23 bis 30 Plätze fehlen

Kita-Plätze: Karlshafen ist Sorgenkind im Kreis

Bad Karlshafen. Nirgends in der Nordspitze geben so wenige Eltern ihre Kinder in die Kindertagesstätten wie in Bad Karlshafen: Das bestätigt der Landkreis Kassel. Trotzdem steht die Stadt vor einem erheblichen Problem, weil es nicht genug Kita-Plätze gibt.

23 bis 30 Kinder – je nachdem wen man fragt – stehen auf Wartelisten. Dabei hatte die Kirche als Träger schon lange auf das Problem hingewiesen.
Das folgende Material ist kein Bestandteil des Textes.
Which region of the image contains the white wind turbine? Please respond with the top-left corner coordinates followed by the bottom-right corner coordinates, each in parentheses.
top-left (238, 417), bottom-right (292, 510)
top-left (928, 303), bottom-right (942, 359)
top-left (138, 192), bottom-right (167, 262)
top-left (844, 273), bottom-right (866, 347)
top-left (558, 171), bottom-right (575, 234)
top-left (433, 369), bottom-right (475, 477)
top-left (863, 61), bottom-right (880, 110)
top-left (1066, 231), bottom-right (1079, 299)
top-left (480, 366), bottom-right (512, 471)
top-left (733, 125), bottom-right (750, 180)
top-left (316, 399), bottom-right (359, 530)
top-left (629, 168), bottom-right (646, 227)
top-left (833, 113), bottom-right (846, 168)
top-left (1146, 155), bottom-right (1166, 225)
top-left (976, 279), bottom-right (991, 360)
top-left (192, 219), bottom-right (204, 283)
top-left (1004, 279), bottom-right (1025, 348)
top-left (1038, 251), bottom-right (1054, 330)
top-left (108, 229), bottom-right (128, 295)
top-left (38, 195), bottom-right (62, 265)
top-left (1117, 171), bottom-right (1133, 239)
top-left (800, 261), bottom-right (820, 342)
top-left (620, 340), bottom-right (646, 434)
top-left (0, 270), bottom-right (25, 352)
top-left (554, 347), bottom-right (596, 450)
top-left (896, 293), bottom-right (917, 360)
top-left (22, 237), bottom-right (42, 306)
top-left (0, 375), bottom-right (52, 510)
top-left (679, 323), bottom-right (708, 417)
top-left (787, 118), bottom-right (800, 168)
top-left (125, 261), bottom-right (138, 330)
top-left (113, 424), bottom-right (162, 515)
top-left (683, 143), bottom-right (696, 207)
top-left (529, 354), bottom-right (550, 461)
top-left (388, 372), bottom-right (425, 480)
Die Quote der Inanspruchnahme von Kita-Plätzen in Bad Karlshafen liegt beispielsweise bei den Einjährigen bei 16,7 Prozent (Schnitt im Landkreis 35,9), bei den Zweijährigen bei 25 Prozent (Kreis 62,9) und bei den Dreijährigen und Älteren (bis Schuleintritt) bei 87,2 Prozent (Kreis Kreis 98,5). Obwohl Schwankungen zwischen den Kommunen normal seien, „liegen die Zahlen in Bad Karlshafen signifikant unter Vergleichszahlen anderer Kommunen in der Nordspitze“, sagt Kreissprecher Harald Kühlborn. Darauf habe man die Stadt hingewiesen und eine Erweiterung der Kapazitäten angeregt.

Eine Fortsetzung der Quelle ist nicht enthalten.